Saturday, March 2, 2019

The Lost Man and Other February Reads

I finished 10 books in February:

Lethal White by Robert Galbraith (audiobook)
The Lost Man by Jane Harper (ARC)
If On a Winter’s Night a Traveler by Italo Calvino
Crown of Feathers (ARC)
The Queen of the Tearling by Erika Johansen
The Handmaid’s Tale by Margaret Atwood
The Editor by Steven Rowley (eARC)
Save Me From Dangerous Men by S.A. Lelchuk (ARC)
The Latke Who Couldn’t Stop Screaming by Lemony Snicket
Swing Time by Zadie Smith (audiobook)

My favorite ARC of the month was The Lost Man (review below).

You can find other reviews for Crown of Feathers here and The Editor here.

I received a copy of The Lost Man by Jane Harper from the publisher (Flatiron Books) in exchange for an honest review. The Lost Man is scheduled for release February 5, 2019.

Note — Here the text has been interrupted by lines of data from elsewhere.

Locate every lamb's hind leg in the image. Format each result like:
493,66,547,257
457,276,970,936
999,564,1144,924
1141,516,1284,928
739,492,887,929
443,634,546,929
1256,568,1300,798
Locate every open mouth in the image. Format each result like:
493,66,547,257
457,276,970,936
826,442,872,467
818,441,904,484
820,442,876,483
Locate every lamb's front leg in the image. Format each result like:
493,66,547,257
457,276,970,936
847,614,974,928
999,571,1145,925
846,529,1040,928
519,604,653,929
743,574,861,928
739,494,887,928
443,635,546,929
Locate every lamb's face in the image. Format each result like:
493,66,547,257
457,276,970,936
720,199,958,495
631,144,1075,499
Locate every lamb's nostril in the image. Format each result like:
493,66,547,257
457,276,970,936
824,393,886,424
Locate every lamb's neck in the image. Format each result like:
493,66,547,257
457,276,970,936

The Lost Man opens with a body deep in the Australian outback. Cam’s body is found at the gravesite of the legendary stockman. This remote site is near the boundary between Cam’s property and the property of Cam’s brother, the main character Nathan. Nathan returns to Cam’s property (and their childhood home) to bury his brother and search for answers. Why did his brother wander miles from his vehicle without even a bottle of water? Why was his vehicle abandoned even though it was completely functional and loaded with food, water, and a radio? What was his brother hiding?

Harper does an excellent job at putting the setting of this story on the page. I could clearly see the expanses of nothing but sand and sun that surrounded Nathan and his family. I could feel the heat. I found that I couldn’t read this story without a glass of cold water at hand to keep the desert she described at bay.

Harper fills this slice of the outback with a group of very real people. Each of them has a piece of the story Nathan is working so hard to uncover. Each of them has reasons for keeping their knowledge tightly guarded. Harper does a great job of weaving the past into the lives and current day interactions of her characters. I cared about them all. And I trusted none of them.

It is clear from the beginning that there are secrets to be found by the reader. Yet I never felt like Harper was keeping anything hidden from me (and Nathan) that we should know at that point in the story. The timing of her reveals was just about perfect. I figured out the whole story at the exact moment you want to figure out the mystery in a thriller: right before I turned the page to the final reveal. This made the ending very gratifying for me. Every piece of the puzzle that Harper had scattered through the desert fit into place in the final story.

Overall, I loved The Lost Man. I will definitely be reading more by Jane Harper.